Going to plan…
Lamentations 3: 22-33 (NRSVA)
22 The steadfast love of the Lord never ceases,
his mercies never come to an end;
23 they are new every morning;
great is your faithfulness.
24 ‘The Lord is my portion,’ says my soul,
‘therefore I will hope in him.’
25 The Lord is good to those who wait for him,
to the soul that seeks him.
26 It is good that one should wait quietly
for the salvation of the Lord.
27 It is good for one to bear
the yoke in youth,
28 to sit alone in silence
when the Lord has imposed it,
29 to put one’s mouth to the dust
(there may yet be hope),
30 to give one’s cheek to the smiter,
and be filled with insults.
31 For the Lord will not
reject for ever.
32 Although he causes grief, he will have compassion
according to the abundance of his steadfast love;
33 for he does not willingly afflict
or grieve anyone.
I was brought up to always have a plan. To work towards that plan and I’d achieve my goals in life. And…it is also wise to have a back-up plan just in case things don’t go to plan with the first plan!
The trouble is our plans don’t always marry-up with God’s plans.
I had felt God calling me into ministry. His call was clear, it was powerful, but I resisted his call for a long, long time. You see I had a career that I loved… or that I thought I loved. I applied for ministry and was accepted but I still wasn’t fully committed as I was still wrapped up in my career and the company I worked for.
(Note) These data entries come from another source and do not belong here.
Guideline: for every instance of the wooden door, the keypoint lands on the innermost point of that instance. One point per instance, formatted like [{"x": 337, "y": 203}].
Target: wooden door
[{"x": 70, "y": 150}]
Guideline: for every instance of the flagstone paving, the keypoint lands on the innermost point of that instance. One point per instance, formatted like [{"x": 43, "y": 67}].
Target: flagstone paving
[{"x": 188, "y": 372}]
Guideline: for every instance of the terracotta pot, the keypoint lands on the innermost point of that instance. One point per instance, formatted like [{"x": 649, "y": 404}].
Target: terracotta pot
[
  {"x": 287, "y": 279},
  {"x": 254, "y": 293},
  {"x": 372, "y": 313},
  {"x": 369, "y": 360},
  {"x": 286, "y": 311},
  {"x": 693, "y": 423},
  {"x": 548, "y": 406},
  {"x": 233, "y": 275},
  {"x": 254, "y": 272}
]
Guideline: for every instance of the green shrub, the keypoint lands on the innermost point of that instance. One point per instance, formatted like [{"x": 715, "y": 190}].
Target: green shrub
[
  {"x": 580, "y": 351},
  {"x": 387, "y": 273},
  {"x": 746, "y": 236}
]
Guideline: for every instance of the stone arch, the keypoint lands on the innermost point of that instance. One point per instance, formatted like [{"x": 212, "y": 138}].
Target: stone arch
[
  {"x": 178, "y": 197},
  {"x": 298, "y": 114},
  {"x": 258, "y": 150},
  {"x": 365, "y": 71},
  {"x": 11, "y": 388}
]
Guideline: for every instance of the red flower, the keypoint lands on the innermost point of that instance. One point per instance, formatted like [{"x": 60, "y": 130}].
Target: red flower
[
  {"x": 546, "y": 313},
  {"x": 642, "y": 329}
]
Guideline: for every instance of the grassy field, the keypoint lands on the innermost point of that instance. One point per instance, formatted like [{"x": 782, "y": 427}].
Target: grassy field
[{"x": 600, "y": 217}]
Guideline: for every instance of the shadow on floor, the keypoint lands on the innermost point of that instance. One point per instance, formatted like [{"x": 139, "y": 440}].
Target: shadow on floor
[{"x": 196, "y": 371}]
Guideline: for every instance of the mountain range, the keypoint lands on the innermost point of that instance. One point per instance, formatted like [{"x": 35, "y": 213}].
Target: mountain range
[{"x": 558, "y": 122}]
I’d be giving up so much. Ministry hadn’t been in my plan, or even my back-up plan. It was just a wild dream I’d had when I was a wee girl.
Then fate forced my hand and God used this time. My company was centralising my department, my position was being made redundant. If I took the redundancy I’d have enough money to support me while I studied. No more excuses. This was God’s time now, Time to trust God’s plan, God’s call. Yes, I was bereft for the life I was losing, and I grieved for that life, but I trusted that God had something wonderful planned for me in this new life of ministry. And I’m glad I trusted as this has been the greatest four years of my life…the hardest…but the greatest!
And it isn’t over yet. This past year we all have experienced dismantling, shaking, change and loss in our lives. I have too. I still am. I’ve realised plans don’t work, unless they are God’s plans. So, I’m trying to free myself of expectations, mine and other people’s, and focus on listening to God’s voice and trusting. He knows his plan.
Faithful Father God
Your mercies are new every morning
Help us to see the new beginnings, the new opportunities of each fresh morning
When our plans are falling apart
and the ground seems to be crumbling around us,
Fill us with hope and help us to see your mercies
Throughout our day
Teach us to focus on you
To trust you with our burdens
To trust you with our lives
ACTION: Listen (and/or belt out) the song Great is Thy Faithfulness.